Now into the fourth year (and hopefully, the home straight) of my PhD I have turned my attention to volcanic seismicity. I’m trying to understand how the earthquakes generated by active volcanoes, can give us more insight into eruptive processes. I work closely with the Instituto Geofísico in Quito, Ecuador and a lot of my research in the first couple of years has focused on Tungurahua Volcano. I’ve been lucky enough to travel to Ecuador twice in 2018 on research visits. I’m looking in particular at a specific type of earthquake called long-period (LP). They have been persistent in active periods at Tungurahua and they have previously been attributed to fluid processes in the shallow system. When we see many of these events repeating at a constant rate and in a short space of time, this is referred to as drumbeat seismicity and it generates particularly curious seismographs. I’m looking to apply more rigorous statistical methods to understand these kinds of activity and contribute to our understanding of volcano-seismic interactions.

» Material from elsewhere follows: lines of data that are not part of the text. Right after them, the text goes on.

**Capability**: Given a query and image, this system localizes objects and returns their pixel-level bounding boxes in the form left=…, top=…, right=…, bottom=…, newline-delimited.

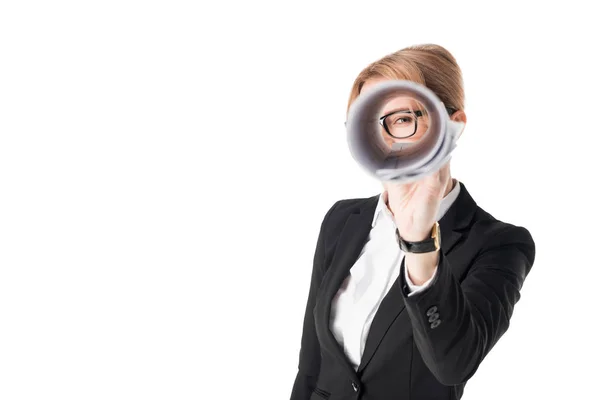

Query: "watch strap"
left=396, top=222, right=441, bottom=253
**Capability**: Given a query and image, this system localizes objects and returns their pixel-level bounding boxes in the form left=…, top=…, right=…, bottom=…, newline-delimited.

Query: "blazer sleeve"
left=399, top=224, right=535, bottom=386
left=290, top=201, right=339, bottom=400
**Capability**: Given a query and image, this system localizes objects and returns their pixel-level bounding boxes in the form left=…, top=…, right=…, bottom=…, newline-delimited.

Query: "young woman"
left=290, top=44, right=536, bottom=400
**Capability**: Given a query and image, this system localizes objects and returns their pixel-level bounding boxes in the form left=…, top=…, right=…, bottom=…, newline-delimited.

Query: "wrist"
left=398, top=223, right=436, bottom=242
left=405, top=251, right=439, bottom=285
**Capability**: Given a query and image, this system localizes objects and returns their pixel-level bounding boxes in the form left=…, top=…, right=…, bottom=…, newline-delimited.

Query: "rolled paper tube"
left=346, top=80, right=464, bottom=184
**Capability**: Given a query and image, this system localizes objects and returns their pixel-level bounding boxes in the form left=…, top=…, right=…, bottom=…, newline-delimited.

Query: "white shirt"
left=329, top=179, right=461, bottom=370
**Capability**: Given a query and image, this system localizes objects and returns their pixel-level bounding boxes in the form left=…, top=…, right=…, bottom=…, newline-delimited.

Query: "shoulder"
left=441, top=181, right=535, bottom=255
left=321, top=194, right=378, bottom=226
left=469, top=205, right=535, bottom=264
left=315, top=194, right=378, bottom=251
left=436, top=190, right=536, bottom=282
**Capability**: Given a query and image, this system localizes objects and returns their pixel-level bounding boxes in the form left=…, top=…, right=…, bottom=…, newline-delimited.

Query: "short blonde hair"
left=346, top=44, right=465, bottom=115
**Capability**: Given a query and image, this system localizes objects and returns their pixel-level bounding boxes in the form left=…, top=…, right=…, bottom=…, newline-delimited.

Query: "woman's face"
left=361, top=78, right=431, bottom=148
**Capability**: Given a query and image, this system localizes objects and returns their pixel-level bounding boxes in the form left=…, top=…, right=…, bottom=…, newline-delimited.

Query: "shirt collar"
left=371, top=178, right=462, bottom=227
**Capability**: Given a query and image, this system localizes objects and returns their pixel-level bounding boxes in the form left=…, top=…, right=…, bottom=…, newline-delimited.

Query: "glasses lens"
left=383, top=111, right=418, bottom=139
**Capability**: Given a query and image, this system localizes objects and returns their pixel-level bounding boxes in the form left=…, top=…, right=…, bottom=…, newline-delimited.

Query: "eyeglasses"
left=379, top=107, right=458, bottom=139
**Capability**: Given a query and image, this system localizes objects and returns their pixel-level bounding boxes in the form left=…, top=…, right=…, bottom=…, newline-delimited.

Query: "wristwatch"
left=396, top=222, right=441, bottom=253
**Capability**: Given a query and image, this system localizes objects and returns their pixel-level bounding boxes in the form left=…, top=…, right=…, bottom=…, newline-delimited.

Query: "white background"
left=1, top=1, right=599, bottom=399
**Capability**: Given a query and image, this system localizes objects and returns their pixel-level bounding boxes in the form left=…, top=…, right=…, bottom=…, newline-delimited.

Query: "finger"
left=439, top=164, right=449, bottom=183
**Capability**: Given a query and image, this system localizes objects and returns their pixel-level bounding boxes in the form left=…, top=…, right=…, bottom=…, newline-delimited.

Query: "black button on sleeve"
left=428, top=312, right=440, bottom=323
left=426, top=306, right=438, bottom=316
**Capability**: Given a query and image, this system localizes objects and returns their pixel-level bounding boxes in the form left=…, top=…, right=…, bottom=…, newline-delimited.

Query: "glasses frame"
left=379, top=107, right=458, bottom=139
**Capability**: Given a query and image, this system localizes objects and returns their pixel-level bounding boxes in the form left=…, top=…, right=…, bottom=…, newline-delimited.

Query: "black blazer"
left=290, top=181, right=535, bottom=400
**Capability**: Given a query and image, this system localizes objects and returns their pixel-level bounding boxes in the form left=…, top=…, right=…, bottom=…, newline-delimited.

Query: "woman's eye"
left=393, top=117, right=412, bottom=125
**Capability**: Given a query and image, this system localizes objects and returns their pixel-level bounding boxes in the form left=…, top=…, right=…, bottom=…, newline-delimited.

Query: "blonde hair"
left=346, top=44, right=465, bottom=115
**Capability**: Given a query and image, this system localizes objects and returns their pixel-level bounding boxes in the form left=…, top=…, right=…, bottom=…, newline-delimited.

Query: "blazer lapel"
left=438, top=181, right=478, bottom=271
left=357, top=272, right=407, bottom=373
left=314, top=195, right=378, bottom=378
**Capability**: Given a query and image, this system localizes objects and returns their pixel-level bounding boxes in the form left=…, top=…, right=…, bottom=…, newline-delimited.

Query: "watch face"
left=432, top=222, right=440, bottom=249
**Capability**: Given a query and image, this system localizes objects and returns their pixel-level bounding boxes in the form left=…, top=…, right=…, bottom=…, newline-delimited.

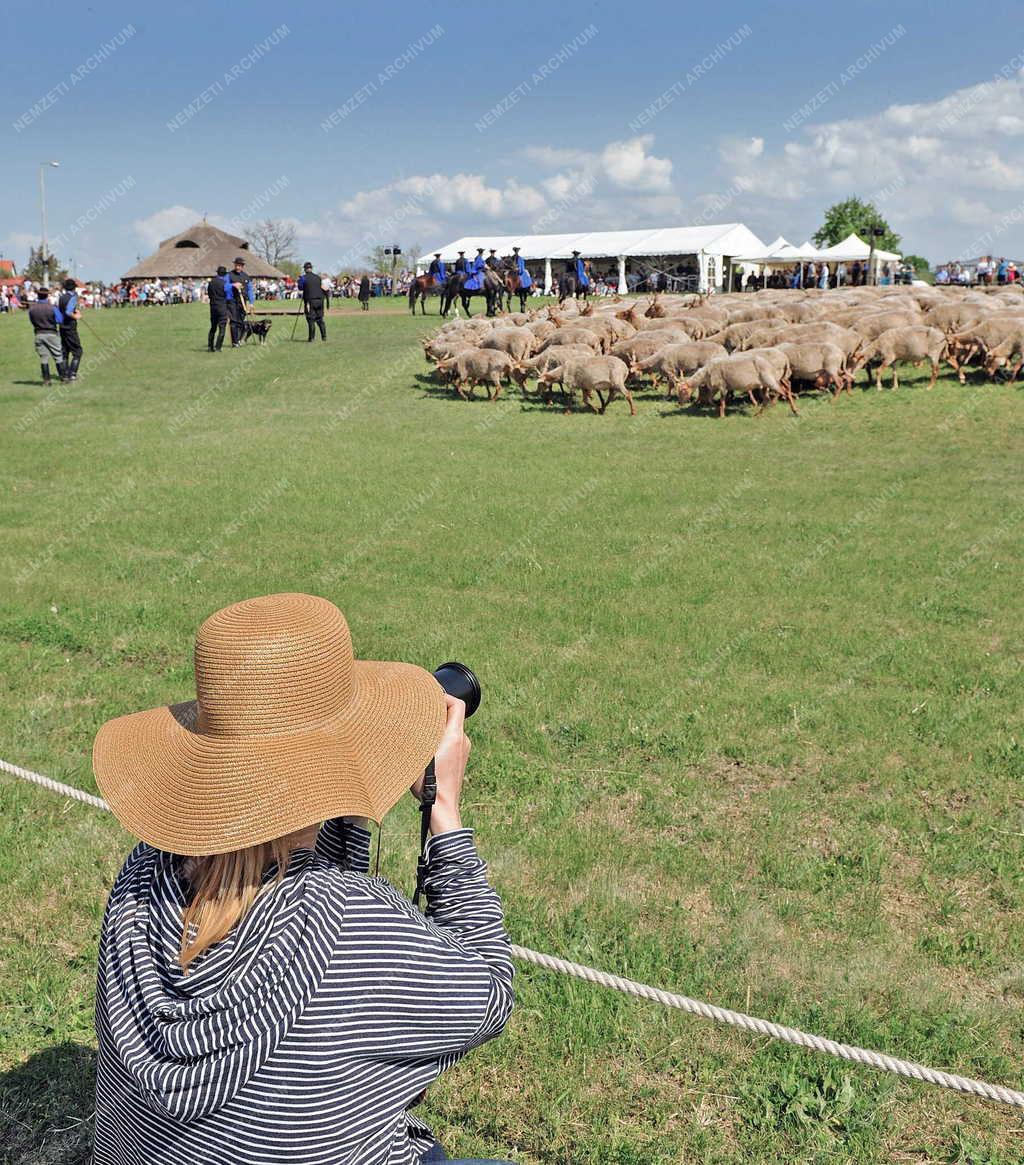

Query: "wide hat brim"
left=93, top=660, right=445, bottom=855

Presenting my research at conferences and having discussions with other scientists, is one of the best bits of being a PhD student.

Life as a PhD student

Here in Edinburgh, life outside of the PhD can be particularly busy! During my second year I was secretary for the Geosciences GradSchool committee – a student lead organisation to represent postgraduate researchers in GeoScience. We successfully organised a 3 day residential conference for over 80 guests, a student seminar series and a host of social evenings and ceilidhs. During term time, I am also a tutor and demonstrator for undergraduate Earth Science students. In Geophysics I tutor an Introductory Geophysics course for 2nd year students, covering principles of global seismology, electromagnetism and gravity, as well as a 4th year course on Natural Hazards & Risk. I also assist in a weekly Python computer lab for 2nd year geophysicists and 3rd year Environmental Geoscience students. Python is my programming language of choice for day to day work, but I have learned a little  C++ and MATLAB. During the first and second years of PhD I took a couple of extended courses to learn about AI and machine learning and their application in seismology.

In 2019 I completed a course run by the Institute for Academic Development (IAD), called introduction to Academic Practice in order to gain Associate Fellowhsip of the Higher Education Academy. I got to grips with peer-reviewed literature in Education, took part in teaching observation exchanges and after several months, I now know the UK Professional Standards Framework (UKPSF) like the back of my hand.

Personal

Away from the office I like to keep busy with sports and fitness. I am a member of a ladies netball club here in Edinburgh and train weekly for our Sunday league fixtures. I caught the running bug in 2016 and after a handful of half-marathons, I trained and ran my first marathon in 2019 (hopefully there’ll be a few more on the horizon!)

One of many cross stitch projects that has kept me busy over the years

I’m terrible at looking after my muscles though, and in bouts of injury rehabilitation I keep myself occupied with arts and crafts. I love embroidery, dress making and newly-interested in crochet!

Photo

Photo credits: Emma Pearce. I love travelling and especially travelling to see volcanoes. The header photo on this page is taken from Mt Sibayak looking over to Mt Sinabung in Indonesia. This was on a trip in July 2017 with the Geophysics Society at Imperial College.